Perhaps the time has come to think the unthinkable. Leicester City might just sustain their title challenge and Jose Mourinho could be out of a job by Christmas.
There comes a point when what appear to be freak circumstances become the norm and Leicester's credentials as potential Premier League champions can no longer be dismissed after Claudio Ranieri's players moved top by dismantling Chelsea.
No team has ever had this many points (35) at this stage of the season and failed to at least finish in the top four at the end of the campaign - so the outlook is good for the Foxes.
Jamie Vardy's 15th goal in 16 league games, followed by a Riyad Mahrez wonder goal, left Chelsea - champions in May - hovering just one point above the relegation zone.
Leicester were immense, their football pulsating, and they completely outplayed Mourinho's team to the extent that the visitors appeared to have downed tools for the Special One. When that happens, a manager is always on borrowed time and even Mourinho cannot be safe now. The clock is ticking.
Despite responding to the 1-0 home defeat against Bournemouth with a decisive Champions League victory against Porto, Chelsea arrived at the King Power Stadium with their Premier League form continuing to be the issue most likely to curtail Mourinho's time in charge.
The champions have been a fractured outfit all season, losing 10 games in all competitions prior to this fixture, and their demeanour was nervous from the outset.
Eden Hazard's disappearance down the tunnel after half an hour, with an apparent injury caused by an innocuous challenge by Vardy, was one of those moments when desire could be questioned.
Having been asked to return to the field by Mourinho following treatment, the Belgian took one look at the ball and made it clear he could not continue. Tests may yet reveal a genuine problem, but the challenge certainly did not suggest that Hazard had suffered a serious injury.
Up to that point, last season's double Footballer of the Year had been on the periphery, just like most of his team-mates.
The gulf in confidence and belief between the two teams was clear. Leicester had lost just one league game in 19 outings since a 3-1 defeat here by Chelsea last April and they began the evening 17 points clear of the champions.
At this stage last season, Chelsea were top with 39 points while Leicester were anchored to the foot of the Premier League with just 10, seemingly destined for relegation in their first campaign back in the top flight.

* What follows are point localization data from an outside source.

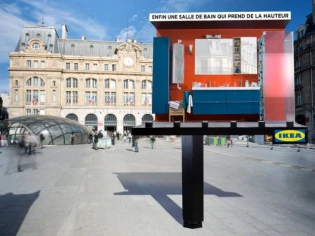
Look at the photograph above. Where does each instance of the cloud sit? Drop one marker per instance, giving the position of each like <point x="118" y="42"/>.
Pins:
<point x="79" y="22"/>
<point x="146" y="33"/>
<point x="134" y="17"/>
<point x="10" y="32"/>
<point x="178" y="5"/>
<point x="129" y="32"/>
<point x="11" y="8"/>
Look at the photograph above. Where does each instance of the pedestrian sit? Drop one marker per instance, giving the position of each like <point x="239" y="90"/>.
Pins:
<point x="136" y="138"/>
<point x="152" y="141"/>
<point x="27" y="144"/>
<point x="113" y="139"/>
<point x="228" y="141"/>
<point x="41" y="139"/>
<point x="72" y="138"/>
<point x="95" y="141"/>
<point x="129" y="136"/>
<point x="90" y="138"/>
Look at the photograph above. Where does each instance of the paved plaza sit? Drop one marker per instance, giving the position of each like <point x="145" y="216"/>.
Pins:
<point x="74" y="190"/>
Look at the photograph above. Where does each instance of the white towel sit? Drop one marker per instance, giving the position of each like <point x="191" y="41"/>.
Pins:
<point x="174" y="104"/>
<point x="190" y="104"/>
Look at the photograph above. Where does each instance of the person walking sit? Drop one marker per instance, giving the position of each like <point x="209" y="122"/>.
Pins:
<point x="72" y="138"/>
<point x="136" y="138"/>
<point x="95" y="141"/>
<point x="152" y="141"/>
<point x="41" y="139"/>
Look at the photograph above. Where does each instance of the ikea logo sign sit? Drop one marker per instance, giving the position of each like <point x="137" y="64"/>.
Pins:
<point x="290" y="136"/>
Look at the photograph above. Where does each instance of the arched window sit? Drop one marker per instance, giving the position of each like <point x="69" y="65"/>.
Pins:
<point x="147" y="118"/>
<point x="91" y="121"/>
<point x="146" y="84"/>
<point x="29" y="82"/>
<point x="110" y="83"/>
<point x="68" y="83"/>
<point x="71" y="81"/>
<point x="129" y="122"/>
<point x="75" y="83"/>
<point x="110" y="122"/>
<point x="91" y="83"/>
<point x="42" y="83"/>
<point x="129" y="84"/>
<point x="72" y="117"/>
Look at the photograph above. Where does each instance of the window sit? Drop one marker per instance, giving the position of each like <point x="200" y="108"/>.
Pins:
<point x="91" y="97"/>
<point x="42" y="96"/>
<point x="132" y="84"/>
<point x="36" y="46"/>
<point x="35" y="81"/>
<point x="75" y="97"/>
<point x="298" y="80"/>
<point x="28" y="96"/>
<point x="110" y="83"/>
<point x="129" y="84"/>
<point x="129" y="98"/>
<point x="149" y="85"/>
<point x="144" y="84"/>
<point x="88" y="83"/>
<point x="125" y="84"/>
<point x="68" y="83"/>
<point x="94" y="83"/>
<point x="35" y="96"/>
<point x="54" y="95"/>
<point x="299" y="99"/>
<point x="110" y="97"/>
<point x="75" y="83"/>
<point x="146" y="98"/>
<point x="16" y="95"/>
<point x="68" y="97"/>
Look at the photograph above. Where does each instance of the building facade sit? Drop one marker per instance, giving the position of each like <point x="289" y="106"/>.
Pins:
<point x="304" y="53"/>
<point x="102" y="85"/>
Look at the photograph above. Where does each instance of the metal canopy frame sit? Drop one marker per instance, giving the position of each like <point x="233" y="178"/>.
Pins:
<point x="192" y="154"/>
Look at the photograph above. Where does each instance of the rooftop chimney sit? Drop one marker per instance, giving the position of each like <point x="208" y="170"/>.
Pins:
<point x="64" y="31"/>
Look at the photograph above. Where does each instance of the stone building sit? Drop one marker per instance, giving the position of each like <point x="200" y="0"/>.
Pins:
<point x="304" y="59"/>
<point x="105" y="85"/>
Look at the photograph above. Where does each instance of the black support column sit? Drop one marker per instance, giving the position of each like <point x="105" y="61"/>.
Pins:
<point x="192" y="180"/>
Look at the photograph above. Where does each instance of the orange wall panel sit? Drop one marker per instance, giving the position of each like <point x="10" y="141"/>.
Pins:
<point x="188" y="36"/>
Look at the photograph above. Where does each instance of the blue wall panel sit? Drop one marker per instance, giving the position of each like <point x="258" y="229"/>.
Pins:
<point x="226" y="102"/>
<point x="161" y="75"/>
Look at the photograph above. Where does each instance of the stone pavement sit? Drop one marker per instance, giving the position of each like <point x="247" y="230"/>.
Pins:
<point x="79" y="191"/>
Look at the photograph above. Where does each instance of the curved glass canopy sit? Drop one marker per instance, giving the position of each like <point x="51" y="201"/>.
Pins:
<point x="57" y="130"/>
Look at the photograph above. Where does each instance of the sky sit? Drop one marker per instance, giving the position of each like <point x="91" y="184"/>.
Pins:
<point x="105" y="20"/>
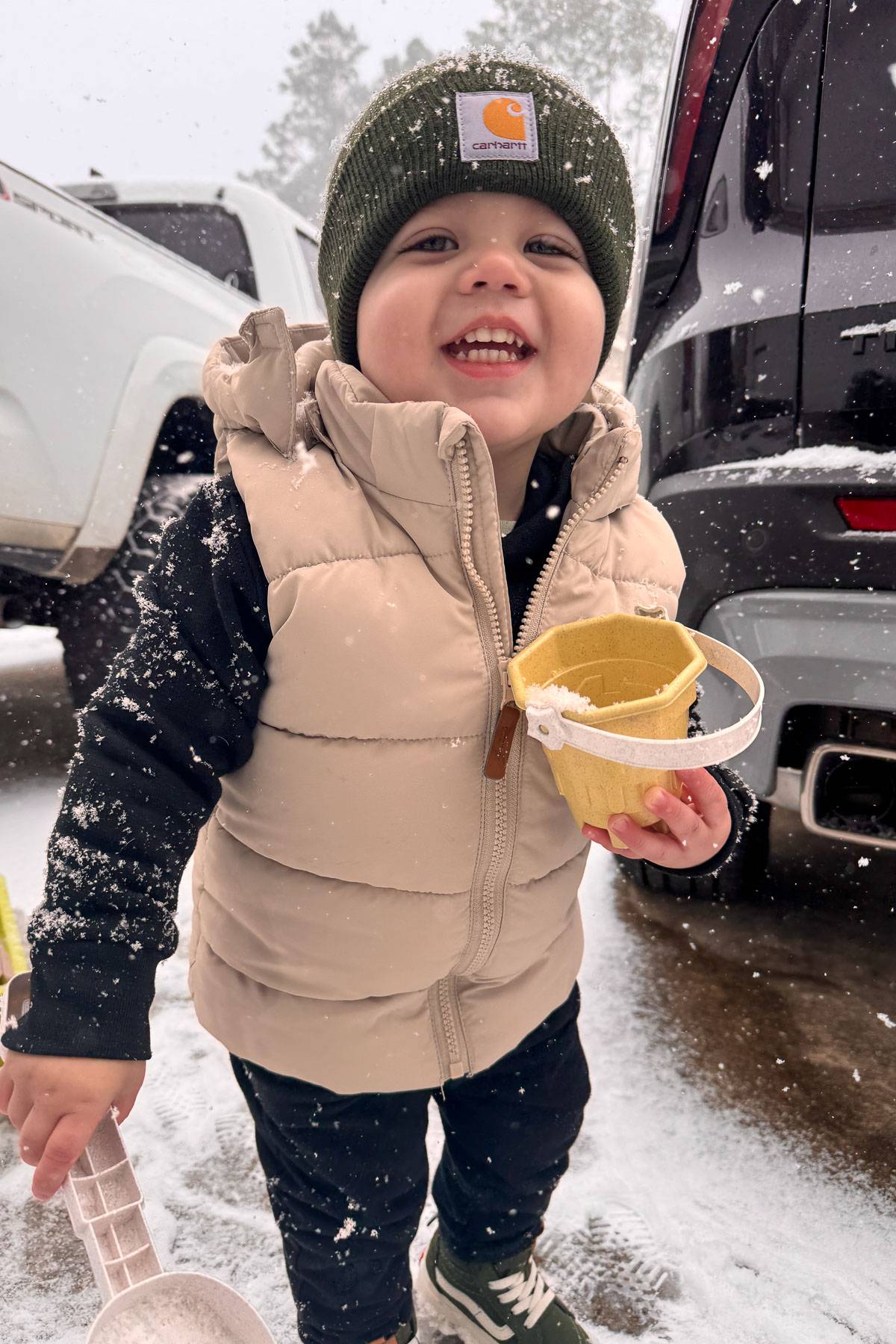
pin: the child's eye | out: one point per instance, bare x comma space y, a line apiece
442, 238
546, 242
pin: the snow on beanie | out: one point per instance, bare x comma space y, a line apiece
473, 121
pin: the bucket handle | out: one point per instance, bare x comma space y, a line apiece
548, 726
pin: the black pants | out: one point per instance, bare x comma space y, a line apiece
347, 1175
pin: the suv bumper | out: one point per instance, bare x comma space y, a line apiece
810, 648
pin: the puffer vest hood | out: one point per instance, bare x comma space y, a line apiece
371, 913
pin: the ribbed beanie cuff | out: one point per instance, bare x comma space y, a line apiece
517, 127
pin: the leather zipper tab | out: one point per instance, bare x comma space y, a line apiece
501, 742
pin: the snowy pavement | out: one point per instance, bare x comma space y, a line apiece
743, 1090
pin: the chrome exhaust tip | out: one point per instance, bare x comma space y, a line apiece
849, 793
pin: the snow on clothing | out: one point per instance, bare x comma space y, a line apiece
347, 1231
179, 712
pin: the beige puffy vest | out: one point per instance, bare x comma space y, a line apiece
371, 913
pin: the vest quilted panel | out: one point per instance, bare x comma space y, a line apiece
371, 912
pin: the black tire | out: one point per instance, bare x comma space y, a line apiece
96, 620
743, 877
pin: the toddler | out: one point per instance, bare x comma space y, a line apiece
385, 880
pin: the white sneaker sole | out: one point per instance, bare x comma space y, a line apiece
448, 1315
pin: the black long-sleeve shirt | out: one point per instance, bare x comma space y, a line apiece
178, 712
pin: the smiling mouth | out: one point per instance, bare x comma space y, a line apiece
488, 352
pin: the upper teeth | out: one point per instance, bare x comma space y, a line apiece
496, 334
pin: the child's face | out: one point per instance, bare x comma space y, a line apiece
484, 255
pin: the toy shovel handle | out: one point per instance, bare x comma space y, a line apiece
105, 1207
101, 1191
548, 726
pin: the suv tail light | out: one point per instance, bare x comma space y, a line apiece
869, 515
697, 65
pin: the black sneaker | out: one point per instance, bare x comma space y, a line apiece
500, 1301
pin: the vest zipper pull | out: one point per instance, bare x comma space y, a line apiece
501, 741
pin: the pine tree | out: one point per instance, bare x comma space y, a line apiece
327, 94
608, 47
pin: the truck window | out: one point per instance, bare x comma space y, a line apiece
207, 235
855, 203
849, 344
308, 248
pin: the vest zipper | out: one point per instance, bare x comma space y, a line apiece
500, 749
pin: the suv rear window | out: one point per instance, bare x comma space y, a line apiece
207, 235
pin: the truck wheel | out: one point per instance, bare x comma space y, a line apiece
96, 620
742, 878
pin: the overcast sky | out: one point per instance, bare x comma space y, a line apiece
178, 87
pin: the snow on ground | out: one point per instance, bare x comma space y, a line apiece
770, 1248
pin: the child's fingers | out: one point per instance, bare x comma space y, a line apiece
684, 823
35, 1132
645, 844
60, 1151
709, 796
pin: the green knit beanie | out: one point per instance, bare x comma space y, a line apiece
473, 121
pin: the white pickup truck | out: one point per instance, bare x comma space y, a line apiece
112, 295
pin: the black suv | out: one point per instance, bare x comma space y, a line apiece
763, 371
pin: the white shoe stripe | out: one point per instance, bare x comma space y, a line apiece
497, 1332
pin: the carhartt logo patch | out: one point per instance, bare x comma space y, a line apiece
497, 125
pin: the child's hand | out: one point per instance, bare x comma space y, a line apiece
699, 824
57, 1102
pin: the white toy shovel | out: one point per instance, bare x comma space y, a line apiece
143, 1304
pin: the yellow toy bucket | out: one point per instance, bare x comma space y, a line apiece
640, 675
13, 959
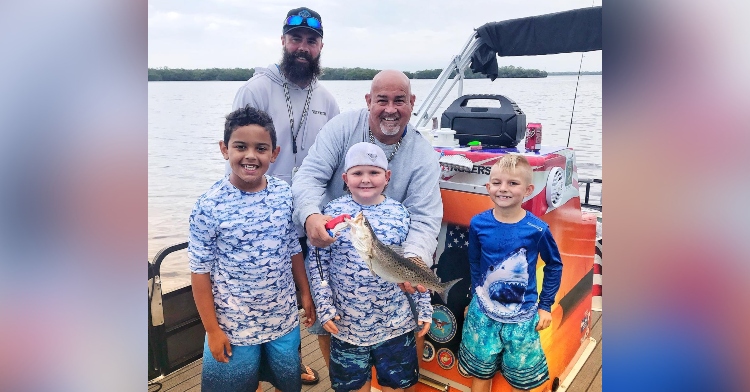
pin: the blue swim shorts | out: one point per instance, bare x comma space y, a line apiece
489, 346
281, 366
395, 361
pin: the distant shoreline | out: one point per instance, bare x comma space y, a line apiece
242, 74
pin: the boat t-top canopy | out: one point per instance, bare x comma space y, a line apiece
578, 30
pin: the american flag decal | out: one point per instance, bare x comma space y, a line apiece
457, 237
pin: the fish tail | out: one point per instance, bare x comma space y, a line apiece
447, 288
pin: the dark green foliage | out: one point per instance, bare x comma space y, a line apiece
241, 74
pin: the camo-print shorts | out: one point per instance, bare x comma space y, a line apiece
488, 346
395, 362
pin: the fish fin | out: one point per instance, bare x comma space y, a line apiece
447, 288
398, 249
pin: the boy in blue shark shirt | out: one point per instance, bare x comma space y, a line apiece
369, 318
501, 327
245, 259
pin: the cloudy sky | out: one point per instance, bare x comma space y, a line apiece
406, 35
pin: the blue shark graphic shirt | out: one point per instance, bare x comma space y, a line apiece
502, 259
372, 310
245, 241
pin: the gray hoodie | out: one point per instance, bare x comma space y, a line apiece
265, 91
415, 172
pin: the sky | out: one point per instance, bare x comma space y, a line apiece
405, 35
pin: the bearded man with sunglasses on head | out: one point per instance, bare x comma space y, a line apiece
299, 106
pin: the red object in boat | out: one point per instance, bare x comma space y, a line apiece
533, 136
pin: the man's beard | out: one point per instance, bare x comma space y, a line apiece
300, 74
389, 132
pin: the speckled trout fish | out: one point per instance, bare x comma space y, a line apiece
388, 264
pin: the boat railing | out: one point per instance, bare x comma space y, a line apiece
588, 182
175, 331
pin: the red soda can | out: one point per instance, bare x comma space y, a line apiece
533, 136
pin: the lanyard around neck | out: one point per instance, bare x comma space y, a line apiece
291, 112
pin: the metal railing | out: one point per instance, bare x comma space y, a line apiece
588, 182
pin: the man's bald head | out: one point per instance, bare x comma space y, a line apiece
390, 103
390, 77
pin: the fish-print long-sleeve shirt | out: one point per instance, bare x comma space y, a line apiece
503, 259
372, 310
245, 240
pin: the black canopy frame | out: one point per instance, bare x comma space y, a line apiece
578, 30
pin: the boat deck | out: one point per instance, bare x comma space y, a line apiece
188, 379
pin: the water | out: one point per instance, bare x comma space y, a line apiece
186, 120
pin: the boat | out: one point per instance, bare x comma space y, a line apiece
175, 333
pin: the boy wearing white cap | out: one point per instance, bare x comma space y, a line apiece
369, 318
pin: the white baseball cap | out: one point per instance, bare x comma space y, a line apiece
365, 154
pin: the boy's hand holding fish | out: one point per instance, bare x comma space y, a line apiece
330, 326
406, 286
315, 227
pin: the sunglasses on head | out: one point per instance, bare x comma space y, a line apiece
296, 20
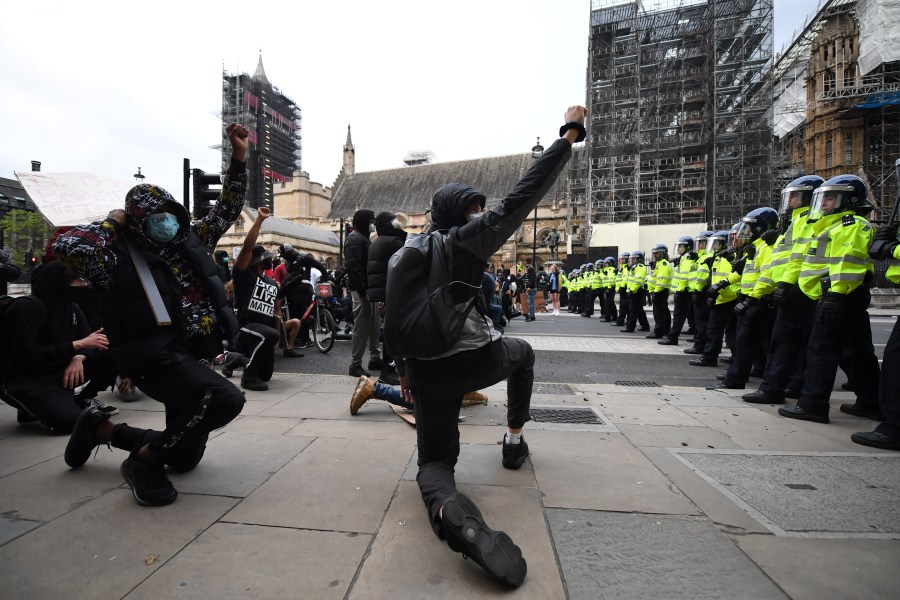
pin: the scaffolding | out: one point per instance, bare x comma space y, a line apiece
832, 116
680, 111
275, 125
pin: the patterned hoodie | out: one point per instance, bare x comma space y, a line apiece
88, 248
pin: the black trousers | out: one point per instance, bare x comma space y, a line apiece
609, 298
787, 346
44, 397
753, 330
684, 307
720, 315
662, 318
624, 306
257, 342
438, 387
850, 330
636, 312
889, 392
701, 318
197, 399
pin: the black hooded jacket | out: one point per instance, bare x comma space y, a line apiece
356, 251
389, 240
44, 325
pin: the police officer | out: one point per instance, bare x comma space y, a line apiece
609, 289
795, 311
683, 265
887, 434
637, 292
835, 273
754, 314
698, 284
722, 295
659, 291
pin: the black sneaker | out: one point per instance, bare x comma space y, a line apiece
148, 482
514, 454
467, 533
358, 371
253, 382
83, 439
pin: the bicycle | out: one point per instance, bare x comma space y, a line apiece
322, 323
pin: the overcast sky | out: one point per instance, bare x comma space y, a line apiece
106, 87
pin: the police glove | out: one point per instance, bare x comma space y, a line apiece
742, 306
830, 307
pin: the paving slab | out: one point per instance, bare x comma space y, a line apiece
429, 569
235, 464
24, 494
11, 528
756, 429
231, 560
601, 472
803, 495
820, 569
640, 409
100, 551
332, 485
613, 555
673, 436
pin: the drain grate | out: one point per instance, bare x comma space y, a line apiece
637, 383
579, 416
551, 388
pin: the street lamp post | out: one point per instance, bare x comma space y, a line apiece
536, 152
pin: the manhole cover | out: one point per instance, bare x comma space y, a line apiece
580, 416
551, 388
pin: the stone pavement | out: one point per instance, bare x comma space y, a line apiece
662, 492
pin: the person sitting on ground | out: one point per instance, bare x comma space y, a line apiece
55, 353
146, 266
259, 310
479, 358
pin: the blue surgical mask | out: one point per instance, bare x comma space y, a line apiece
162, 227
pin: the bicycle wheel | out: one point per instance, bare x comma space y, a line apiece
324, 330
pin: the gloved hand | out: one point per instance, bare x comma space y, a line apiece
830, 307
884, 250
742, 306
886, 232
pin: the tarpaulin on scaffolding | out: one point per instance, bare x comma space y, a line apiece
873, 102
879, 33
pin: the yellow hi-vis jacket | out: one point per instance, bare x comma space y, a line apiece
840, 252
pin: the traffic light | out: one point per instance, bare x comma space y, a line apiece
205, 196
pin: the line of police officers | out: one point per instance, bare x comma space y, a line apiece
789, 296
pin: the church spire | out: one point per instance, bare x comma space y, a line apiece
260, 74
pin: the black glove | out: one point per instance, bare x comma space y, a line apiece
886, 232
883, 250
742, 306
830, 307
782, 294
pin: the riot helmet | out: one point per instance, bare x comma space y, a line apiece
756, 223
799, 193
684, 245
839, 194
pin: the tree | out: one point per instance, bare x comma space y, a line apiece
25, 230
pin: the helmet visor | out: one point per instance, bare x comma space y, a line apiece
828, 200
794, 197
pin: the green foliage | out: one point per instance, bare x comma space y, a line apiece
25, 230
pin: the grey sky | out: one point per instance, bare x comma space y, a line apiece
105, 86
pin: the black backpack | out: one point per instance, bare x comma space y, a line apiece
420, 318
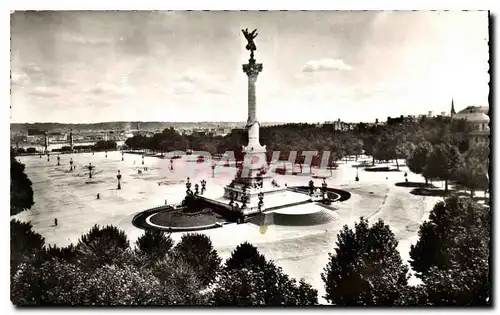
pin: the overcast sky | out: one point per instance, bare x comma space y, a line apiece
186, 66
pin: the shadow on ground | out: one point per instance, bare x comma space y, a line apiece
414, 185
381, 169
431, 192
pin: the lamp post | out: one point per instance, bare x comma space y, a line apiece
119, 177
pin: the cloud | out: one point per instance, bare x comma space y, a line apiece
31, 69
19, 79
43, 91
80, 39
216, 90
199, 82
325, 65
111, 89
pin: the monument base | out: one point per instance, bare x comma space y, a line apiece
239, 188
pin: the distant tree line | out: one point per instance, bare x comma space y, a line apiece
451, 257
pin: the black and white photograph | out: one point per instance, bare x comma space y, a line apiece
250, 158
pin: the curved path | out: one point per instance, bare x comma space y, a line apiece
302, 251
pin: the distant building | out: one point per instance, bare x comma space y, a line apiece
339, 125
479, 120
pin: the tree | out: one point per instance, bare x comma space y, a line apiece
127, 285
443, 163
417, 160
245, 256
21, 192
452, 253
457, 286
238, 287
104, 245
197, 250
366, 268
154, 244
457, 232
48, 283
180, 283
267, 286
24, 243
472, 175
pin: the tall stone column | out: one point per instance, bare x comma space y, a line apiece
46, 141
252, 108
252, 70
71, 140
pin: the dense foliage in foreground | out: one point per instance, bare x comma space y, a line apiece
451, 257
102, 269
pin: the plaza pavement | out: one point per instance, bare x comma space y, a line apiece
302, 251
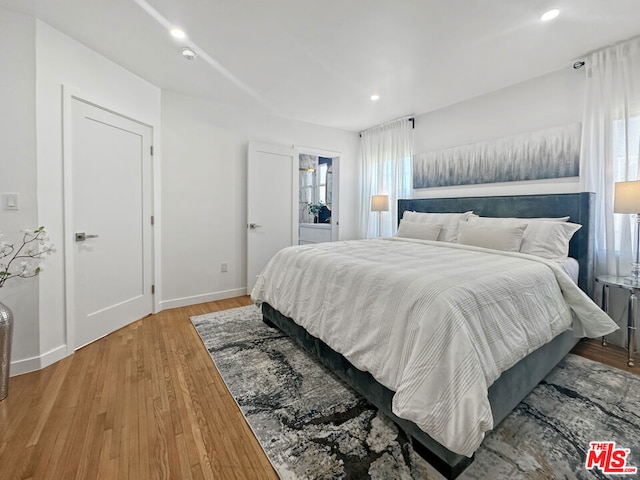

But the miraculous escape under Nigel Pearson has now been proven to be no fluke.
Vardy's pace and Mahrez's trickery causing problems for the champions. The Foxes deservedly took the lead when Vardy extended his incredible scoring run on 34 minutes.
It was Mahrez's cross from the right which opened Chelsea up, with John Terry and Kurt Zouma inexplicably allowing Vardy to run between them to flick the ball past Thibaut Courtois.
Leicester's second goal in the 48th minute was a thing of sheer beauty, with Mahrez making a fool of César Azpilicueta with a tremendous piece of skill before curling a sumptuous left-foot strike beyond Courtois.
It came just after a heated clash between Vardy and Diego Costa after the former was booked for bringing down the Spain international.
Vardy, Mahrez and Ranieri have all dazzled this season, so it was apt that they plunged Chelsea deeper into darkness. Other than a brief flourish on the hour, Chelsea offered nothing until Loïc Remy headed in on 77 minutes.
It was the twitching of a corpse, but the nails are ready to be hammered into the coffin and it would be ironic if the final blow proves to be delivered by Ranieri, who made way for Mourinho in 2004.